Performance Tuning
Guidelines for analyzing large heap dumps and optimizing HeapLens's resource usage.
System Requirements
| Heap Dump Size | Recommended RAM | Recommended Storage |
|---|---|---|
| < 100 MB | 4 GB | SSD preferred |
| 100 MB - 500 MB | 8 GB | SSD preferred |
| 500 MB - 2 GB | 16 GB | SSD required |
| > 2 GB | 32 GB | SSD required |
The Rust analysis server uses approximately 2-3x the HPROF file size in peak memory during edge extraction and dominator computation. This is temporary — after analysis completes, memory usage drops to ~1-2x for the cached state.
Memory-Mapped I/O
HeapLens uses memory-mapped I/O to read HPROF files. The operating system loads pages on demand from the file into the page cache. This has implications:
- First analysis is slower — Pages are loaded from disk on first access
- Repeat analysis is faster — The OS page cache retains the file data
- SSD matters — Random page faults are fast on SSD, slow on HDD
- Available RAM matters — The OS may evict pages under memory pressure, causing re-reads
Optimizations in the Analysis Engine
HeapLens includes several performance optimizations:
Graph Building
- Single-pass record scanning — UTF8, LoadClass, and HeapDump records are scanned in one pass
- Pre-sized data structures — All major HashMaps use
with_capacity()based on heuristics from the file size - Memoized inheritance chains — Class field layouts resolved once and cached
Dominator Computation
- O(V+E) retained size computation — Stack-based DFS post-order traversal instead of iterative fixpoint
- Vec-indexed state —
retained_sizes,shallow_sizes, andnode_data_mapuseVec<T>indexed byNodeIndexfor cache-friendly sequential access
Parallel Processing (Phase 2)
- Rayon parallelization — Edge extraction in Phase 2 uses
rayonto process HeapDumpSegment records in parallel across all available CPU cores, dramatically reducing wall-clock time for large files
Memory Management
- Arc-wrapped AnalysisState — Cloning state references for concurrent access is a single atomic increment
- String interning — Class names use
Arc<str>shared across all instances of the same class - Explicit drops — Intermediate data structures (string table, class field info) are explicitly dropped after their last use
Tips for Large Files
Before Analysis
- Close unnecessary applications to free RAM
- Ensure sufficient disk space — Memory mapping may use swap if RAM is low
- Use SSD storage for the HPROF file
During Analysis
Monitor the hprof-server process:
# macOS
top -pid $(pgrep hprof-server)
# Linux
htop -p $(pgrep hprof-server)
Expected behavior:
- CPU usage: multiple cores active during Phase 2 edge extraction (rayon parallelism), single core during Phase 1 and dominator computation
- Memory usage: climbs to 2-3x file size, then stabilizes at 1-2x
If Analysis Fails
- SIGKILL (exit code 137) — Out of memory. Close other applications or analyze on a machine with more RAM.

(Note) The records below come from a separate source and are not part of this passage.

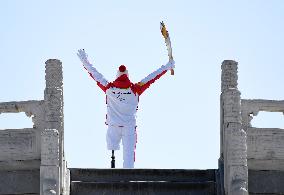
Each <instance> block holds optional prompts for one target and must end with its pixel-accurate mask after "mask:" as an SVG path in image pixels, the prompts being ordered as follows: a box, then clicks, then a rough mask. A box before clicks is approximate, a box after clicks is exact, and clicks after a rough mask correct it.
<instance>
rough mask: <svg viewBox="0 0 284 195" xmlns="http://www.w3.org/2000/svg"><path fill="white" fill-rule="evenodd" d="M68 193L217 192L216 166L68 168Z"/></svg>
mask: <svg viewBox="0 0 284 195" xmlns="http://www.w3.org/2000/svg"><path fill="white" fill-rule="evenodd" d="M70 173H71V195H95V194H100V195H101V194H104V195H109V194H121V195H125V194H141V195H142V194H143V195H144V194H145V195H152V194H163V195H170V194H189V195H190V194H194V195H211V194H212V195H214V194H217V185H216V170H213V169H211V170H185V169H75V168H73V169H70Z"/></svg>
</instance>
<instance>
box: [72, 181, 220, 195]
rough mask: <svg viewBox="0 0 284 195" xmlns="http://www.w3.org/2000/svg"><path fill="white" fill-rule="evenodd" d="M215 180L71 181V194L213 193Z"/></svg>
mask: <svg viewBox="0 0 284 195" xmlns="http://www.w3.org/2000/svg"><path fill="white" fill-rule="evenodd" d="M215 186H216V185H215V182H211V181H209V182H72V183H71V193H70V194H71V195H96V194H99V195H101V194H104V195H112V194H120V195H133V194H138V195H160V194H161V195H173V194H179V195H183V194H187V195H190V194H192V195H193V194H194V195H215V194H216V189H215Z"/></svg>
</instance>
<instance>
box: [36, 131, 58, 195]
mask: <svg viewBox="0 0 284 195" xmlns="http://www.w3.org/2000/svg"><path fill="white" fill-rule="evenodd" d="M40 194H41V195H51V194H54V195H60V167H59V133H58V131H57V130H56V129H45V130H44V131H42V132H41V165H40Z"/></svg>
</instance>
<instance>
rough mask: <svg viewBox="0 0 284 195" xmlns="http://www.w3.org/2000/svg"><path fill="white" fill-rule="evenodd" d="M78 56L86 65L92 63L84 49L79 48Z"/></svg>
mask: <svg viewBox="0 0 284 195" xmlns="http://www.w3.org/2000/svg"><path fill="white" fill-rule="evenodd" d="M77 56H78V57H79V59H80V60H81V62H82V63H83V65H85V66H87V65H90V62H89V60H88V55H87V53H86V52H85V50H84V49H79V50H78V53H77Z"/></svg>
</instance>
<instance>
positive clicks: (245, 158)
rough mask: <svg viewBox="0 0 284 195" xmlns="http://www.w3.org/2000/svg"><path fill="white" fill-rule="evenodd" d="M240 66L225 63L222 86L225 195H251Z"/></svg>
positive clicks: (221, 118)
mask: <svg viewBox="0 0 284 195" xmlns="http://www.w3.org/2000/svg"><path fill="white" fill-rule="evenodd" d="M237 69H238V63H237V62H235V61H232V60H225V61H224V62H223V63H222V85H221V90H222V93H221V158H223V159H224V188H225V194H226V195H231V194H232V195H239V194H242V195H247V194H248V191H247V189H248V167H247V145H246V132H245V131H244V130H243V129H242V124H241V100H240V95H241V94H240V92H239V90H238V75H237Z"/></svg>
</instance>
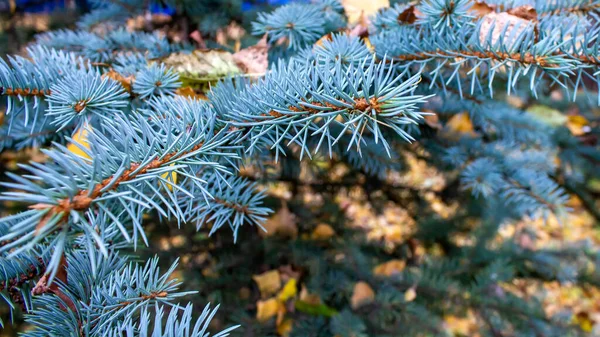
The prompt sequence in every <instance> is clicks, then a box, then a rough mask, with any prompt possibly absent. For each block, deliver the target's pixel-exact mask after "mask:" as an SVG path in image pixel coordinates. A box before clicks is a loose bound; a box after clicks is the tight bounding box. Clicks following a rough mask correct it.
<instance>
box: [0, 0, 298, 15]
mask: <svg viewBox="0 0 600 337" xmlns="http://www.w3.org/2000/svg"><path fill="white" fill-rule="evenodd" d="M291 2H308V0H246V1H244V2H243V3H242V11H250V10H252V9H253V8H254V7H255V6H261V5H262V6H264V5H269V6H281V5H285V4H288V3H291ZM82 3H83V4H85V3H87V1H85V0H82V1H77V5H78V6H81V5H82ZM16 5H17V8H18V9H19V10H20V11H25V12H27V13H42V12H51V11H55V10H60V9H64V8H65V6H66V5H67V0H46V1H40V0H17V1H16ZM88 5H89V4H88ZM8 8H9V5H8V1H7V0H0V11H1V10H3V9H8ZM150 11H151V12H152V13H163V14H169V15H172V14H174V13H175V10H174V9H173V8H170V7H167V6H163V5H161V4H160V3H157V2H153V3H152V4H151V5H150Z"/></svg>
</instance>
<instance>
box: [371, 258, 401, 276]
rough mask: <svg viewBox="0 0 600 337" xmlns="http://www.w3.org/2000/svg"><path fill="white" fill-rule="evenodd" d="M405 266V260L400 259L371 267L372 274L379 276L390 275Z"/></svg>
mask: <svg viewBox="0 0 600 337" xmlns="http://www.w3.org/2000/svg"><path fill="white" fill-rule="evenodd" d="M404 267H406V262H404V261H402V260H397V259H396V260H391V261H388V262H385V263H382V264H380V265H378V266H376V267H375V268H374V269H373V274H375V275H379V276H392V275H394V274H397V273H400V272H401V271H403V270H404Z"/></svg>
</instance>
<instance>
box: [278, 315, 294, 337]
mask: <svg viewBox="0 0 600 337" xmlns="http://www.w3.org/2000/svg"><path fill="white" fill-rule="evenodd" d="M293 325H294V321H293V320H292V319H291V318H286V319H284V320H283V321H282V322H281V323H279V324H277V334H278V335H279V336H282V337H288V336H289V335H290V333H291V332H292V326H293Z"/></svg>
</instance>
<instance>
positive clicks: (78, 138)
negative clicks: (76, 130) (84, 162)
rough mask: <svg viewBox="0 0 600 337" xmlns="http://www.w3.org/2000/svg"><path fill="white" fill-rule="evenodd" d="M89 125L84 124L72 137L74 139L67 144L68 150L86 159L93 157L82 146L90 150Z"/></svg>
mask: <svg viewBox="0 0 600 337" xmlns="http://www.w3.org/2000/svg"><path fill="white" fill-rule="evenodd" d="M89 128H90V126H89V125H87V124H86V125H82V126H81V127H80V128H79V129H78V130H77V131H75V133H74V134H73V136H72V137H71V139H72V141H71V143H69V145H67V150H69V151H70V152H71V153H73V154H76V155H78V156H79V157H82V158H85V159H92V158H91V157H90V156H89V155H88V154H87V153H86V152H85V151H84V150H83V149H82V148H84V149H86V150H89V149H90V148H91V147H90V144H89V143H88V134H89Z"/></svg>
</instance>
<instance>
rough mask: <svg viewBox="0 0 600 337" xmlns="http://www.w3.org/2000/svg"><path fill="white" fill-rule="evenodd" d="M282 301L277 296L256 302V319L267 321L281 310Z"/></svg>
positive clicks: (261, 320)
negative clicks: (279, 300)
mask: <svg viewBox="0 0 600 337" xmlns="http://www.w3.org/2000/svg"><path fill="white" fill-rule="evenodd" d="M279 306H280V303H279V301H277V299H275V298H269V299H268V300H265V301H258V302H256V319H257V320H258V321H259V322H266V321H268V320H269V319H270V318H272V317H274V316H275V315H277V313H278V312H279Z"/></svg>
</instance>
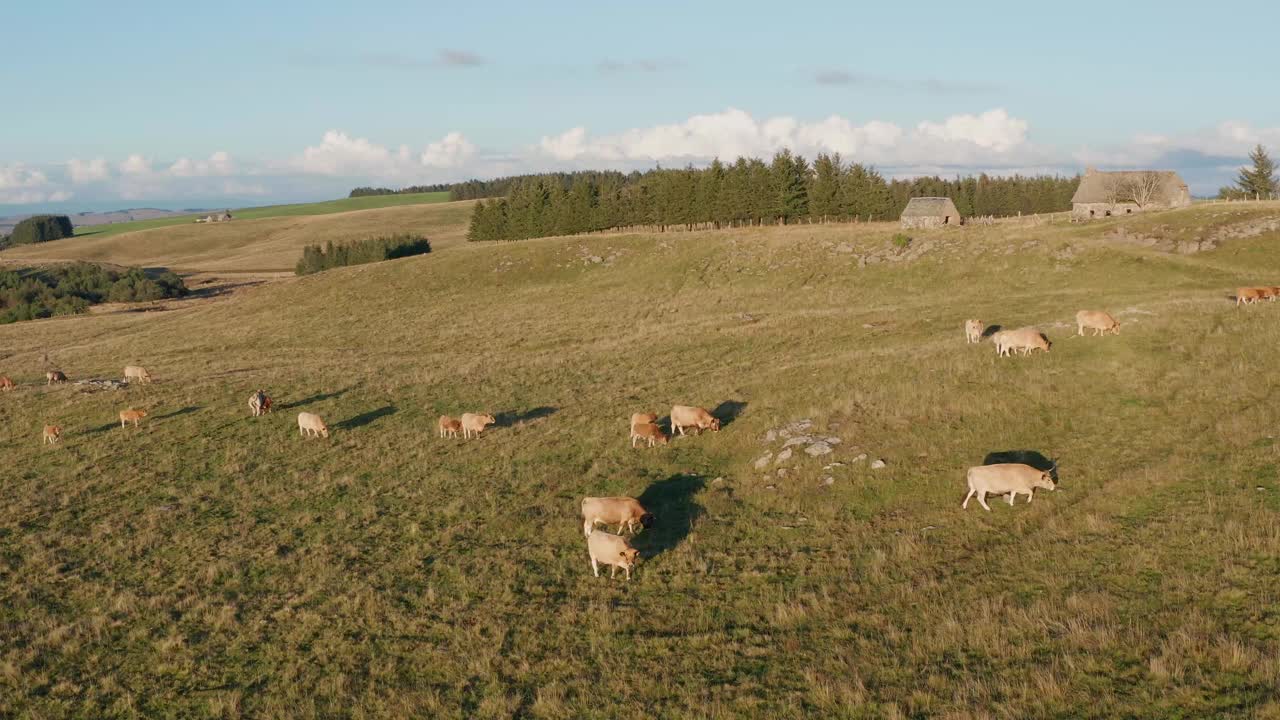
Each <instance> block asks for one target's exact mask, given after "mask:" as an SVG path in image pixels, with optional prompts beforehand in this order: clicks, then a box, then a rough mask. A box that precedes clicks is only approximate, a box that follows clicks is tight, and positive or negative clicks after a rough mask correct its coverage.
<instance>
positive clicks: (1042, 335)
mask: <svg viewBox="0 0 1280 720" xmlns="http://www.w3.org/2000/svg"><path fill="white" fill-rule="evenodd" d="M1005 343H1006V345H1007V346H1009V347H1010V348H1012V350H1016V351H1018V354H1019V355H1030V354H1032V351H1033V350H1043V351H1044V352H1048V347H1050V345H1052V343H1051V342H1050V341H1048V338H1047V337H1044V333H1042V332H1039V331H1038V329H1036V328H1029V327H1028V328H1018V329H1016V331H1011V332H1010V333H1009V336H1006V338H1005Z"/></svg>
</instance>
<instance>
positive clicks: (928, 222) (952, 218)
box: [902, 197, 964, 228]
mask: <svg viewBox="0 0 1280 720" xmlns="http://www.w3.org/2000/svg"><path fill="white" fill-rule="evenodd" d="M963 223H964V220H963V219H961V218H960V210H956V204H955V202H952V201H951V199H950V197H913V199H911V200H910V201H909V202H908V204H906V209H905V210H902V227H904V228H941V227H945V225H959V224H963Z"/></svg>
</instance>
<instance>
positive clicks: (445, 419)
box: [435, 415, 462, 437]
mask: <svg viewBox="0 0 1280 720" xmlns="http://www.w3.org/2000/svg"><path fill="white" fill-rule="evenodd" d="M435 428H436V429H438V430H439V432H440V437H458V432H461V430H462V420H458V419H457V418H449V416H448V415H440V420H439V421H438V423H435Z"/></svg>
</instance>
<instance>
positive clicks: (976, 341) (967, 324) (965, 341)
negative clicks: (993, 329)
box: [964, 320, 982, 345]
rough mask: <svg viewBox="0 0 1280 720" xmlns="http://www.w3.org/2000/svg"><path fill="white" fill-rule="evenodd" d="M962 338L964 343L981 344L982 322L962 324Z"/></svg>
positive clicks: (976, 321)
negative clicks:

- Timeout in VS Code — The extension has a 30-second default timeout for RPC requests, but
analyze_heapuses an async notification pattern that is not subject to this timeout. If the webview shows an error, check the Output channel for the actual error. - Corrupt file errors — The HPROF file may be truncated. Re-capture the heap dump.
Benchmarks
Approximate analysis times on a MacBook Pro (M1, 16 GB RAM) with rayon parallelization:
| File | Size | Objects | Edges | Phase 1 (Nodes) | Phase 2 (Edges + Dominators) | Total |
|---|---|---|---|---|---|---|
| Small service | 26 MB | 400K | 1.2M | < 0.2s | ~0.3s | ~0.5s |
| Medium app | 212 MB | 3.1M | 12M | ~0.3s | ~0.8s | ~1.1s |
| Large app | 1.5 GB | ~12M | ~50M | ~0.4s | ~0.5s | ~0.9s |
| Large monolith | 2 GB | ~16M | ~65M | ~0.5s | ~0.7s | ~1.2s |
| Very large | 14 GB | ~100M | ~400M | ~2s | ~8.5s | ~10.5s |
These timings include all phases: file mapping, node extraction (Phase 1), parallel edge extraction, CSR construction, dominator computation, leak detection, histogram, and waste analysis.